Palestinians mark ‘Nakba’ day amid Gaza war and humanitarian crisis

UN agencies say 550,000 Gazans have been displaced in last week alone amid Israeli operation in Rafah

Palestinians look at the destruction after an Israeli strike on a school run by UNRWA where the IDF said it struck a Hamas command room, in Nuseirat, Gaza Strip, May 14, 2024. (AP Photo/Abdel Kareem Hana)
Palestinians look at the destruction after an Israeli strike on a school run by UNRWA where the IDF said it struck a Hamas command room, in Nuseirat, Gaza Strip, May 14, 2024. (AP Photo/Abdel Kareem Hana)

Palestinians across the Middle East on Wednesday marked the anniversary of their mass expulsion and exodus from what is now Israel with protests and other events across the region at a time of mounting concern over the humanitarian crisis in Gaza.

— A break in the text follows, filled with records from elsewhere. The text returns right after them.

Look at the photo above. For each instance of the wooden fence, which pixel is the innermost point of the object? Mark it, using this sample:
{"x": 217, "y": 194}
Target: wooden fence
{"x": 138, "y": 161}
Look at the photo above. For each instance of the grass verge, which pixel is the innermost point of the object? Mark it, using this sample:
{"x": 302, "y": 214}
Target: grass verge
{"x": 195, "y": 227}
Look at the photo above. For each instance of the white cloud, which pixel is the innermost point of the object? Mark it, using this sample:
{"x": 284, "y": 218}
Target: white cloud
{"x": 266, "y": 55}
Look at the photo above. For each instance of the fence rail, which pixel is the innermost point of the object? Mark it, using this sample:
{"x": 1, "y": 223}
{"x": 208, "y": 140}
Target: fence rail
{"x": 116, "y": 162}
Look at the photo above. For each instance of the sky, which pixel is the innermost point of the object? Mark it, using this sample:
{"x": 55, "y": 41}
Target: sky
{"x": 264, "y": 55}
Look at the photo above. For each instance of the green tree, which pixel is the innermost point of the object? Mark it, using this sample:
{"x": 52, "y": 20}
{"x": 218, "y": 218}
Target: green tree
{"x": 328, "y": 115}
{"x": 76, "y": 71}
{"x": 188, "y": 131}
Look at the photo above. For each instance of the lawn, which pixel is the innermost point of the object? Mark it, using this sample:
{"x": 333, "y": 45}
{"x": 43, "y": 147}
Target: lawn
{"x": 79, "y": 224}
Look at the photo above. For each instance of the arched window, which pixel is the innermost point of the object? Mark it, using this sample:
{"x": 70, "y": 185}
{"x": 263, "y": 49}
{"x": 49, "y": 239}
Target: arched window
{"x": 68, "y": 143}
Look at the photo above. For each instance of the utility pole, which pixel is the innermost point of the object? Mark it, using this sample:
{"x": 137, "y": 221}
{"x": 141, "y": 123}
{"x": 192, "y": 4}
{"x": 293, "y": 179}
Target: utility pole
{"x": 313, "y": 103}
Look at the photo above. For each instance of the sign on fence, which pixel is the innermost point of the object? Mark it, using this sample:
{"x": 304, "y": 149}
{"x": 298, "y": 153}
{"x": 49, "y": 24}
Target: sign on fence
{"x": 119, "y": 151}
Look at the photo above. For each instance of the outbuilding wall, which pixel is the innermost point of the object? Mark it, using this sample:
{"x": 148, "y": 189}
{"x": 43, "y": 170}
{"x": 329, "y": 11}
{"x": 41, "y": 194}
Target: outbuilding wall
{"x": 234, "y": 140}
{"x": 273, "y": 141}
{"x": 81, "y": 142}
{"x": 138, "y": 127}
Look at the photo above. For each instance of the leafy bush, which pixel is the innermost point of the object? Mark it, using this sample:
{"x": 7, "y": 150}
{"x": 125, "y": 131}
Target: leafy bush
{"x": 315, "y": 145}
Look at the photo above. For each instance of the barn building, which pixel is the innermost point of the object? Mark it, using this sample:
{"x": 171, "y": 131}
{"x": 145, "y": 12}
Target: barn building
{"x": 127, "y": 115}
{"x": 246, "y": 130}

The Nakba, Arabic for “catastrophe,” refers to the 700,000 Palestinians who fled or were driven out of what is now Israel before and during the War of Independence in 1948, after the UN-proposed division of mandatory Palestine was rejected by Arabs in Palestine and Arab states.

More than twice that number have been displaced within Gaza since the start of the war that was triggered by Hamas’s October 7 attack on Israel, in which terrorists killed some 1,200 people and kidnapped 252. UN agencies say 550,000 people, nearly a quarter of Gaza’s 2.3 million people, have been newly displaced in just the last week, as Israeli forces pushed into the southern city of Rafah and reinvaded parts of northern Gaza.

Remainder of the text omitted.